Most advertisers hold that view “even though it’s a man-made border running between the middle (of the San Diego-Tijuana region), which has nothing to do with (where people shop) or what they listen to,” said Arline M. Lowenthal, an analyst with Analysis/Research Ltd. who has tracked Spanish-language radio audiences for 13 years.
In audience size, “San Diego alone is about the 13th largest market, but (combined) with Tijuana, it’s third behind Los Angeles and New York,” according to Glenn Higgins, vice president and director of Hispanic research with San Diego-based California Research Consultants.
“Talk to the (Immigration & Naturalization Service) and they’ll tell you that 65,000 (Mexicans) cross the border legally every day,” France said. “These people spend money on fast food, auto parts and at the department stores.”
However, “the very, very large percentage of America’s major consumer goods manufacturers don’t do Spanish advertising or do very little,” France said. “They’re still not giving adequate weight to this audience.”
Radio industry number crunchers suggest that advertisers often overlook the fact that San Diego’s Hispanic radio audience is more settled, better educated and has more money to spend than audiences in Los Angeles or New York.
Despite gains made by Spanish-speaking radio stations in other large cities, San Diego’s Hispanic radio market remains “a very young market in terms of overall awareness in the advertising and marketing community,” according to France, who said national advertisers seem more attuned than local advertisers to the growing importance of the San Diego/Tijuana market.

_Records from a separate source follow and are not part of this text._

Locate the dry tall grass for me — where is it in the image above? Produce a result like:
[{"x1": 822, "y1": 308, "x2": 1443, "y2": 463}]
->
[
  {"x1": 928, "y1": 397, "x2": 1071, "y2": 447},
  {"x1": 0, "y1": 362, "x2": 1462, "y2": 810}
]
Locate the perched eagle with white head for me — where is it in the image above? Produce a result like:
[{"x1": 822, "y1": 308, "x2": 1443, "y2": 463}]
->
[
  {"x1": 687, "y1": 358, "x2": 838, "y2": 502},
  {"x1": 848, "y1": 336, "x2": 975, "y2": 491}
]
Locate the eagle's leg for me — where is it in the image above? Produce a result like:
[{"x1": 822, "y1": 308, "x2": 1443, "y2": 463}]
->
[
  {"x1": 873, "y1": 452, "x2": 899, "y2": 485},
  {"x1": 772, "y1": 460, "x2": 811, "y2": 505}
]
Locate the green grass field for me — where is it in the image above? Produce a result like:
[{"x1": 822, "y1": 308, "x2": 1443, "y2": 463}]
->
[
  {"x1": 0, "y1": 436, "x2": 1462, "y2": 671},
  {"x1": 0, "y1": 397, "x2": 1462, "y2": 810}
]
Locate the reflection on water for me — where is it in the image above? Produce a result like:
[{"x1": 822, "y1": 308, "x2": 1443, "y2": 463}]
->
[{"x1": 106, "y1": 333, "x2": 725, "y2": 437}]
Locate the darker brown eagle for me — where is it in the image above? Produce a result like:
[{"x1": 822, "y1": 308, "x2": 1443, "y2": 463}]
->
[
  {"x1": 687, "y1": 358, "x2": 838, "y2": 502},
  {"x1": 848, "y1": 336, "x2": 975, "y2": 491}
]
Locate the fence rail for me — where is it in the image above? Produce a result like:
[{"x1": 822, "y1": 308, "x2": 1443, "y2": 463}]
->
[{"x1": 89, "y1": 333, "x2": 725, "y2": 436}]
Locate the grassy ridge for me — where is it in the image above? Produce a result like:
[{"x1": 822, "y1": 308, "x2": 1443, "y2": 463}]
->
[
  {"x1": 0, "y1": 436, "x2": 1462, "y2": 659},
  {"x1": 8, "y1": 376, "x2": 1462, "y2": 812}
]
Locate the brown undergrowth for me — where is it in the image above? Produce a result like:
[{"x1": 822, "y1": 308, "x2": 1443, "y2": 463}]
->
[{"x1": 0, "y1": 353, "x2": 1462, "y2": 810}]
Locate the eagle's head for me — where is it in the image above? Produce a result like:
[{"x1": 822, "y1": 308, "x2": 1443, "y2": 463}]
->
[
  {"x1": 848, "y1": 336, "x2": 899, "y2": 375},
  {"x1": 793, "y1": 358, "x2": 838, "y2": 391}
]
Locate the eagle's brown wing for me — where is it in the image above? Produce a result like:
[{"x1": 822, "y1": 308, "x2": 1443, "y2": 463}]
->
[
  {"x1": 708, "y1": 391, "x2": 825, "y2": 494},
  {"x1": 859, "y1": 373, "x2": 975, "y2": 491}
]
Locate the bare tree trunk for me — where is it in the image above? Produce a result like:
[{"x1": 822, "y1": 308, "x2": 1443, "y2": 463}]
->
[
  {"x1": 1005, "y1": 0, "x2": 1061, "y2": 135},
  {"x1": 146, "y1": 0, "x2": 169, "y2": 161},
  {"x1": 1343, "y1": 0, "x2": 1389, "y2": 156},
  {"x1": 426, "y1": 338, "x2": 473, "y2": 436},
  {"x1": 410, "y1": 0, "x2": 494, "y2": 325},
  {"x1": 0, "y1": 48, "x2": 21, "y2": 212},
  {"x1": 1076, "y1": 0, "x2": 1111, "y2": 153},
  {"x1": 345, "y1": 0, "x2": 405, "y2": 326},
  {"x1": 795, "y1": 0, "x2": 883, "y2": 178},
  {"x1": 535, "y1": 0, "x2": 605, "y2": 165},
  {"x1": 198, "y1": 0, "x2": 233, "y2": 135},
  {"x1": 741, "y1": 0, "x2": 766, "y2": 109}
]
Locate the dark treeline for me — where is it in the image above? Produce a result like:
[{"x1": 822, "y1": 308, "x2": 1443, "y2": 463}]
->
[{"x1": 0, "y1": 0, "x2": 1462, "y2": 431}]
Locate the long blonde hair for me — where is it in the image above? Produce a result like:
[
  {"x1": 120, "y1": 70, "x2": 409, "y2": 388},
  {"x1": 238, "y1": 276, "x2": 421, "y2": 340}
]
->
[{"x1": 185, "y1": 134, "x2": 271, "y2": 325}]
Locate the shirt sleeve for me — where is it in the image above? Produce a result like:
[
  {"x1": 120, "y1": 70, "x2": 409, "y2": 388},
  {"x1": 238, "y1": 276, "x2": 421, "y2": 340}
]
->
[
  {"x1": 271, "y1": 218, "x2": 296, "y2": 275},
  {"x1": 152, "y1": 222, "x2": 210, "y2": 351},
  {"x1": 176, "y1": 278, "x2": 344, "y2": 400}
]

Part of the problem in San Diego is “cultural,” according to Lowenthal, who believes that “local and national people don’t want to address the market because they just don’t know how to address it.”
‘Missing the Boat’
Lowenthal said advertisers’ ignorance of the combined San Diego/Tijuana market “can be very frustrating because the clients are often missing the boat.” Recently, for the first time in 13 years, Lowenthal convinced a major client to research the differences among listeners in San Diego and Tijuana.
Part of San Diego/Tijuana’s problem is that national research organizations, including Arbitron, have not included San Diego’s Hispanic population in its audience surveys. Arbitron conducted its first survey in San Diego just this past spring, according to radio executives.
To fill in that numbers void, a handful of San Diego-based market research companies have begun compiling numbers.
“The sky is the limit here,” according to Armando Montaldo, director of Hispanic research for San Diego Surveys, which conducts market research. “The Spanish-speaking stations are finally beginning to capture some of the advertising dollars that before they were not getting.”
That increased ad revenue is seen--and heard--at the stations and in their broadcasts, according to Higgins. “Many of the Mexican stations are more modern, more up-to-date, and have better sales forces than their English-speaking counterparts,” Higgins said.
However, one radio station executive complained that “local advertising agencies (which guide advertisers in their advertising buys) don’t know anything about local Spanish-speaking radio. They’re ignorant when it comes to the Spanish-speaking market.”
Nationally, advertisers generally deal with a handful of agencies, including Mendoza, Dillon & Associates in Newport Beach, which specialize in Hispanic-language stations.